According to sources cited by Bloomberg, China is tightening approval for corporate overseas borrowing, as approximately USD100 billion of corporate bonds are set to mature this year. The extended approval process requires companies to provide more details on repayments made before the end of last year and on the use of funds.
Authorities have reportedly extended the time required to approve bond and loan quotas with maturities of one year or longer to four to six months, roughly double the previous duration. In some cases, the approval process may even take up to nine months. To avoid defaults on offshore debt, Chinese enterprises have increasingly issued short-term bonds, making it more difficult to balance investment needs and cash flow.
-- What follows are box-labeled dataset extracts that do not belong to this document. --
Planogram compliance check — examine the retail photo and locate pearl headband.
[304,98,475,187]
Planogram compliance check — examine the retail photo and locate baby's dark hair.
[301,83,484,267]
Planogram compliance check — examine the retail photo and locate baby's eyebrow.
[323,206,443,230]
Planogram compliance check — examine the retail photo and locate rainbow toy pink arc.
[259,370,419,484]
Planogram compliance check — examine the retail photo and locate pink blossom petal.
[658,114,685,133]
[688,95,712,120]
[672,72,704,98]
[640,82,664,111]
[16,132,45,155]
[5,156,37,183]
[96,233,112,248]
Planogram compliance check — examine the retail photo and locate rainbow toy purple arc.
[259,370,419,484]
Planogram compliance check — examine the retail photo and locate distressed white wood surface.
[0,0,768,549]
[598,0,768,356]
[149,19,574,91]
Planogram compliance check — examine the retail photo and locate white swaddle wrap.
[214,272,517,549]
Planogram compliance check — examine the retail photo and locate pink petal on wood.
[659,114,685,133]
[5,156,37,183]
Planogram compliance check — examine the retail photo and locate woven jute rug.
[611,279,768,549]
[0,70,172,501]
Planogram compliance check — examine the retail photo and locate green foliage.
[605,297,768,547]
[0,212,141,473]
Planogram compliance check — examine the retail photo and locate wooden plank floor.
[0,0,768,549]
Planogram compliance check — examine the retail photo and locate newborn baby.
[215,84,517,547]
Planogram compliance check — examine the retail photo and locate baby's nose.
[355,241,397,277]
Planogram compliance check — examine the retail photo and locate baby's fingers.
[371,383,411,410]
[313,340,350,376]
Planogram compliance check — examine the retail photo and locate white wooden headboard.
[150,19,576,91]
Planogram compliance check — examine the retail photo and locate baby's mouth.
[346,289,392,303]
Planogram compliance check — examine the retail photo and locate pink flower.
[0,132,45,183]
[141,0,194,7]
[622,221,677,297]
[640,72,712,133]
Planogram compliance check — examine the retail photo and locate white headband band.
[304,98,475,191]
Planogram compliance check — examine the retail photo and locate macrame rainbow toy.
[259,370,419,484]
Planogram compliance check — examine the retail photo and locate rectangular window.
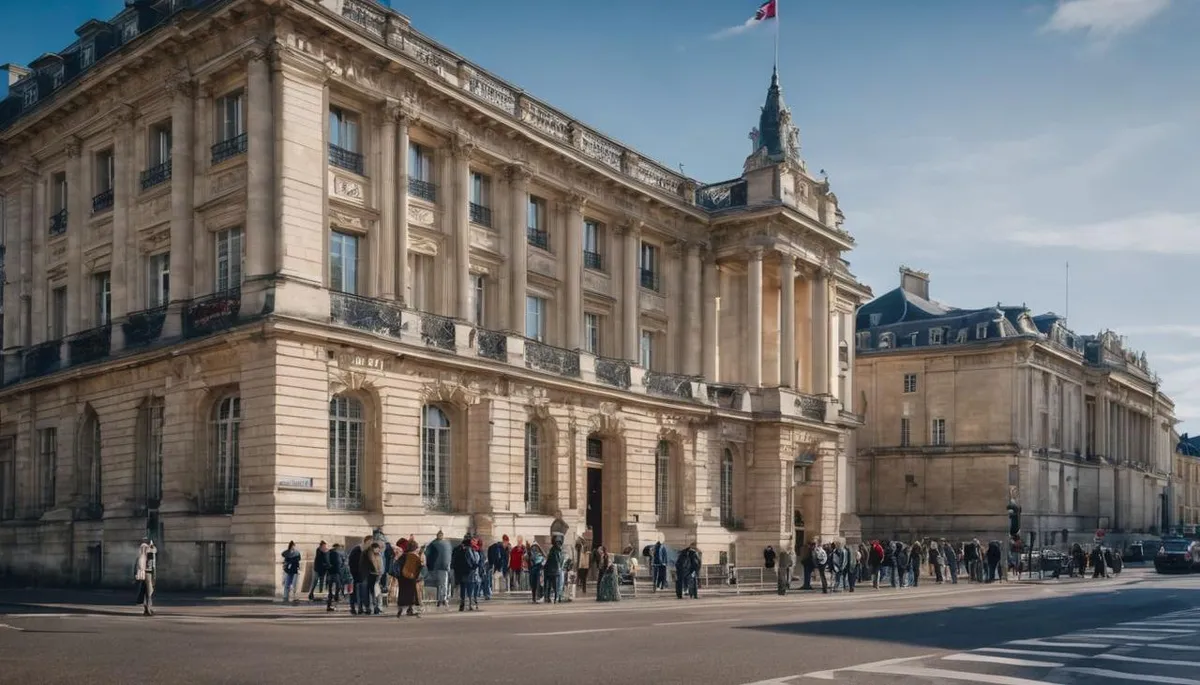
[37,428,59,512]
[583,312,600,355]
[146,252,170,310]
[215,228,242,293]
[91,271,113,326]
[526,295,546,342]
[637,330,654,369]
[49,286,67,341]
[329,230,359,295]
[526,196,550,251]
[638,242,660,290]
[583,218,604,271]
[929,419,946,445]
[470,274,487,328]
Some approvals may only be completed as late as one month before existing bonds mature, creating significant uncertainty for companies.
The report noted that the higher borrowing threshold in the mainland indicates that the central government is further curbing the rising debt of weaker companies and local government financing vehicles. In addition to increasing short-term offshore borrowing, companies have also turned to domestic banks that fall outside the jurisdiction of the National Development and Reform Commission for loans. (mn/da)
This article was automatically translated by AI, the Chinese version should be considered the authoritative version. AASTOCKS.com Limited does not guarantee its accuracy or completeness and accepts no liability for any damages or losses arising from the use of this translation.